April uh, 20-something. I have no idea. That’s what having kids does to you. Unless you want to give me grandchildren someday. Then, it’s a miracle that enriches your life forever, 2014
Dear Lucia (and Avram, in case I don’t get around to writing you your own letters, which may be the case as you’re my second and our fourth, and we’re just glad we haven’t left you at a highway rest stop yet),
I realized that over the last five years (or six, if you count the grueling pregnancy, which I do) I haven’t always taken the time to tell you my hopes for you, or teach you everything I thought I would about life. Mainly because after particularly deep, emotional interactions, you tell me things like, “Poop!” But I guess that as you grow older, there will be more things I need to teach you that you can suddenly understand, and even more things I have to teach you that won’t make any sense but you need to hear anyway.
My mother left me a letter in my baby book that I found many years after she died. After I had spent a childhood without her, wondering what she was like and why I didn’t get to be with her, it was powerful to read her hopes for me, and her love for me, in black and white. I realized I wouldn’t want her to be disappointed in me, which I can pretend she isn’t, but realistically I’m pretty sure she’d have some legitimate gripes if she were still around to witness my college major/career path/dating choices/parenting style. But since she can’t interrupt, and all I have is that letter, I can pretend that I am everything she ever wanted and that I have lived up to her expectations and dreams.

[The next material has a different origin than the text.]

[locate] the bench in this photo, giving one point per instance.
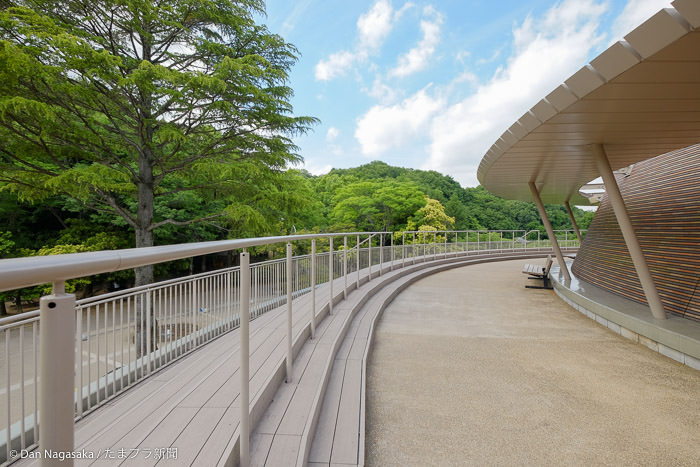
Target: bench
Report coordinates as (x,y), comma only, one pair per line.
(539,272)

I guess I’m trying to say that I hope you never need to read these, that I’ve rubbed my love for you so deeply into your psyche that you feel like you have to move out right after college to get away from it. I hope I am around long enough to explain to you what it’s like to have geriatric sex while you pound tequila and pretend you don’t know me.

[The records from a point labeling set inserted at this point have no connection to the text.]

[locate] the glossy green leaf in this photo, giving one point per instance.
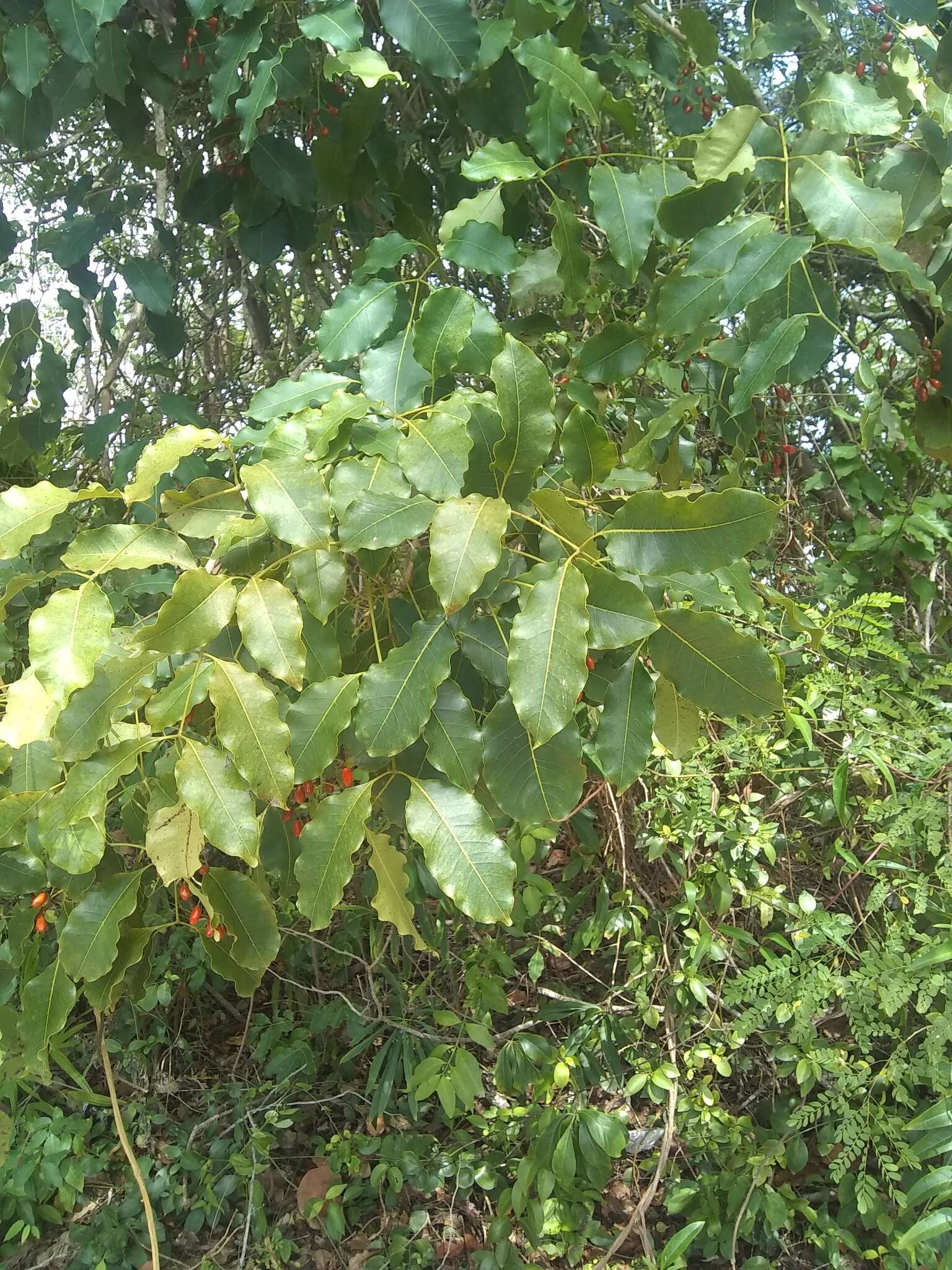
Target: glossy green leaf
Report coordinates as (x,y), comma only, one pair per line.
(250,728)
(249,916)
(66,638)
(470,864)
(398,694)
(328,846)
(220,799)
(624,738)
(270,620)
(656,533)
(454,739)
(715,666)
(547,649)
(466,541)
(291,498)
(535,785)
(201,605)
(89,938)
(316,722)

But life doesn’t come with guarantees, so I’ll write these so I don’t have to worry about wasting away of cancer without teaching you how to bake bagels or die in a fiery crash where my last thought is that I never told you how to keep your bike chain from rusting. Perhaps this is all about me, but I hope that it finds you when you most need it, preferably many decades down the line.

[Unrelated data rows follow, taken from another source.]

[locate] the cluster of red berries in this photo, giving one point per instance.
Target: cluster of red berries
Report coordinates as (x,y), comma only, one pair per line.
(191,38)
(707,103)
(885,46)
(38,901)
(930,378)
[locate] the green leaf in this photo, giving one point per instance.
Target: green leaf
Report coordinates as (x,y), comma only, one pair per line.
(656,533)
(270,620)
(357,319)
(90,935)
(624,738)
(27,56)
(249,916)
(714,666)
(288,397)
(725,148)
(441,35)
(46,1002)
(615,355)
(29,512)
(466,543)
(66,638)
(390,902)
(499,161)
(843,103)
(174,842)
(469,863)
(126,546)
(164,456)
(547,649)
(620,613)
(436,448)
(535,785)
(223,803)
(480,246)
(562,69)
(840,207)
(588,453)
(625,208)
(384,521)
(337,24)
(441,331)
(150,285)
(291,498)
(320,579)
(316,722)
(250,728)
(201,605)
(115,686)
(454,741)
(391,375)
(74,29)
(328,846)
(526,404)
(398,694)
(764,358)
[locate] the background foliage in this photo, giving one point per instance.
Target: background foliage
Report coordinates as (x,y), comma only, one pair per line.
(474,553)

I love you more than words can say, although obviously I’m going to give it a shot, anyway. You are everything I ever wanted, and so, so much more than I had anticipated when I decided to have you. Your dad is just along for the ride. You have taught me so much—about love, sacrifice, humility, sleep deprivation, and bodily functions, and much more.
While I plan to outline what little wisdom I possess to impart to you, know that I only know it because of you. You are my greatest work(s), no pressure, and it has been a profound, terrifying experience watching you grow into the people you very clearly were born to be.
I believe in you. I hope all the hopes mothers have ever hoped for their children for you, but I also expect a lot, because you have so much opportunity hiding in you, like the spring in a jack-in-the-box. Of those to whom much has been given, much will be required. Or something deep like that—I’m too lazy to Google for the source/exact quote right now. I know you won’t disappoint me, because you never really could (unless you do drugs. Don’t do drugs.), but let’s not use that as an excuse to loaf around.